Соломон улыбнулся, вдруг покачнулся, ухватился за стол, и медленно старясь не упасть от бессилия, опустился на скамью. К счастью сын этого не увидел.

– Здесь состоялся наш первый совместный ужин, – припомнил Соломон, осматривая кухню, словно в первый раз.

Сын улыбнулся, быстро пробежался глазами по кухне. Теперь его не узнать. Тот несчастный, до смерти напуганный ребёнок стал смелым и счастливым, привык к любви и радости и наконец-то стал уважать себя.

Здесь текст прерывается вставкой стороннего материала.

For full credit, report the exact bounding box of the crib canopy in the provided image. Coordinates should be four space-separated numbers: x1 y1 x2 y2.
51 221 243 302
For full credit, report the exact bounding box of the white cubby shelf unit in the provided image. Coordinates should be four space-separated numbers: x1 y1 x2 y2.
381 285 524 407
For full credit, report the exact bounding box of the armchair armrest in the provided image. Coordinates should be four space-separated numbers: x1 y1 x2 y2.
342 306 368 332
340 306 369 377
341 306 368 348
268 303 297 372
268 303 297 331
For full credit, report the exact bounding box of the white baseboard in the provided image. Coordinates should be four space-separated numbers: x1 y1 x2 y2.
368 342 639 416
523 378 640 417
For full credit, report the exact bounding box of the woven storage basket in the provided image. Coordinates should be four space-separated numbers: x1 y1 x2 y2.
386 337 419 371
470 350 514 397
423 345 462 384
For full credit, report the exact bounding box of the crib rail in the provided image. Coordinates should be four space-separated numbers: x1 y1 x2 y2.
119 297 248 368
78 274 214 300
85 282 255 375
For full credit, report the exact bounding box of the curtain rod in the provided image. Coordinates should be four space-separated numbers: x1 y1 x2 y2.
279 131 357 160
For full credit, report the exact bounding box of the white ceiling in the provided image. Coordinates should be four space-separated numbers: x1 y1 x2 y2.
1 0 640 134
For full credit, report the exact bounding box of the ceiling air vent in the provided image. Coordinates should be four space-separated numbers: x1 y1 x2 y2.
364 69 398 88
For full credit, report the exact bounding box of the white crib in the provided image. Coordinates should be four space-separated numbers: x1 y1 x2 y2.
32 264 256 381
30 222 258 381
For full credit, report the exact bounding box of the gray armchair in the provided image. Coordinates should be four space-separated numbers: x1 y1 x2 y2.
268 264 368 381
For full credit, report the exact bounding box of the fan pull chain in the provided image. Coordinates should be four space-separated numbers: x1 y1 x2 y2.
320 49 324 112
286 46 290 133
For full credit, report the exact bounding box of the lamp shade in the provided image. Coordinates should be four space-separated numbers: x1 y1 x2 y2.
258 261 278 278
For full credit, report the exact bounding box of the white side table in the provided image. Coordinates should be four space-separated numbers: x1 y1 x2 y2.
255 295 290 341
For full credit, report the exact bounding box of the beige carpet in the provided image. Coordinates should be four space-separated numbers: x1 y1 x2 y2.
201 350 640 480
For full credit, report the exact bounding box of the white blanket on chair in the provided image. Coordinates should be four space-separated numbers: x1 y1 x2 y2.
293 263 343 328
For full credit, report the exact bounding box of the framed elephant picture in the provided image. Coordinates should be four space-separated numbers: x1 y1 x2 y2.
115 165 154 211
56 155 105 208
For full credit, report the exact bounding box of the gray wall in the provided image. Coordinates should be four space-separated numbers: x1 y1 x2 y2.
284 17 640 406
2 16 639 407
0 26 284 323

Кофе готово. Сын перелил напиток в кружку, протянул ему. При прикосновении кружка чуть не выскользнула из ослабевших рук Соломона.

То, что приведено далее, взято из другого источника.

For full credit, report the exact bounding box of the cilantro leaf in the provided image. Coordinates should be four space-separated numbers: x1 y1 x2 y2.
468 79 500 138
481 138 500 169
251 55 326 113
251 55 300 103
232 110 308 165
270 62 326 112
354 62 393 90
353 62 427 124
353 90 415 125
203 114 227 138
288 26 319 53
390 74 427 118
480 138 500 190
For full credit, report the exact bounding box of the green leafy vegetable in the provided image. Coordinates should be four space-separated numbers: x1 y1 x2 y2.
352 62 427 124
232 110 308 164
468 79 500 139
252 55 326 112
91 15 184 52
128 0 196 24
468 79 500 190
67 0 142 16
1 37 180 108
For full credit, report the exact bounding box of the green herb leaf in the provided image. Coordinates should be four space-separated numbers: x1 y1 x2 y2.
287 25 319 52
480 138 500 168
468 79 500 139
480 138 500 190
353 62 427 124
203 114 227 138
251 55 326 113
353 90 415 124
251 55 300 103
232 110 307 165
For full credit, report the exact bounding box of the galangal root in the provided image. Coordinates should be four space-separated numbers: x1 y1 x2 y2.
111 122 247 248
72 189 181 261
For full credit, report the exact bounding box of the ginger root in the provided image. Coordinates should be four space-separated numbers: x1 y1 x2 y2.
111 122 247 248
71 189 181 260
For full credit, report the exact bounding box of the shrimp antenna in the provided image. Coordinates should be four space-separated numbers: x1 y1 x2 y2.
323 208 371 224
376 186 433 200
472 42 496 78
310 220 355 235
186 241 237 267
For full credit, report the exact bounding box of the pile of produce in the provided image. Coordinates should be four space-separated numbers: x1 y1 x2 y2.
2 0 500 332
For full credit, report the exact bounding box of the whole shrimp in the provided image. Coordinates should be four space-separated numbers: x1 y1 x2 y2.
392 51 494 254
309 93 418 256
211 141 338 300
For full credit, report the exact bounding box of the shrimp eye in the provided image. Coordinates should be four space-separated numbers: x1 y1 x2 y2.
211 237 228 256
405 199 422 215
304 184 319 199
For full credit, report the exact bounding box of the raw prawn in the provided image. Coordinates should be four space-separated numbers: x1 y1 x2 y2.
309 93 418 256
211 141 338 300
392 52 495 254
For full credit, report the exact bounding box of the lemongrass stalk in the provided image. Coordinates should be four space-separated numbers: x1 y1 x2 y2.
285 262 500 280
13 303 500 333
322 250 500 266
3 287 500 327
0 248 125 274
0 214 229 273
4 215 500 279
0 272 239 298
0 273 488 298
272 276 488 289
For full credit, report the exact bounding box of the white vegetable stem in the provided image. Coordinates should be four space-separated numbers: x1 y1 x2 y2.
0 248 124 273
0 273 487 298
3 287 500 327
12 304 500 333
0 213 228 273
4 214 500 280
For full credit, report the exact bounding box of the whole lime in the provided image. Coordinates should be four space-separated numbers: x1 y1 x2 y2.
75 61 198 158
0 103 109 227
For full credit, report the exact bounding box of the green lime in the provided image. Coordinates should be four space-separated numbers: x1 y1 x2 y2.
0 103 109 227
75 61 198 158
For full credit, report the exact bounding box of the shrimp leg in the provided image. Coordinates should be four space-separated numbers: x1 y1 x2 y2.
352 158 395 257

– Ты ещё очень слаб, тебе надо в кровать, – испугался сын.

– Нет, – покачал головой Соломон. – От лежания в кровати я сильнее не стану, а вот свежий воздух и неспешная прогулка могут положение поправить.

Соломон вышел из-за стола. Сын вздрогнул, с тревогой и сомнением посмотрел на дверь кухни.

– Не надо никого беспокоить, – предрекая действия сына, сказал Соломон. – Им тоже нужно отдыхать, иначе так же кружку в руках удержать не смогут.

Он протянул ладонь, погладил сына по щеке. Пара мгновений и мальчик смирился. Соломон взял кружку с горячим кофе. Они ступили в коридор, через двери во двор вышли наружу. Снаружи прохладно, дует ветер, но солнце уже ознаменовало начало дня. Соломон пошёл вперёд в сторону моря, сын рядом. Когда порыв ветра пронзил мальчика, магическая формула прогнала ветер вдаль. Следующая формула материализовала для сына тёплое шерстяное одеяло.

Добрались до обрыва. Павел побоялся приближаться к краю и его попросил воздержаться. Соломон спорить не стал. Сейчас он не в том положении чтобы так рисковать, стоя на нетвёрдых ногах. Он окинул взглядом морской горизонт – сколь пуст и одинок этот пейзаж без звонких птичьих голосов. Обратил глаза к небу и загрустил, поскольку больше он птицей обратиться не сможет и вверх в поисках свободы не взмоет. Только сейчас он задумался над тем как любит этот горизонт, а полюбил же совсем недавно. Лицо его озарилось улыбкой. Посмотрел на Павла, который с испугом таращиться на волны. Положил ладонь на плечо сына, приструнив этим тревоги мальчика. Затем пальцами сложил в комбинацию знаков. Зелёная газонная трава небольшим полукругом произросла из земли, а затем и невидимый купол возник над ними, согревая воздух в внутри себя.

– Ну вот, как будто лето, – произнёс он к изумлению сына.

– А почему нельзя сделать так, чтобы здесь круглый год было лето?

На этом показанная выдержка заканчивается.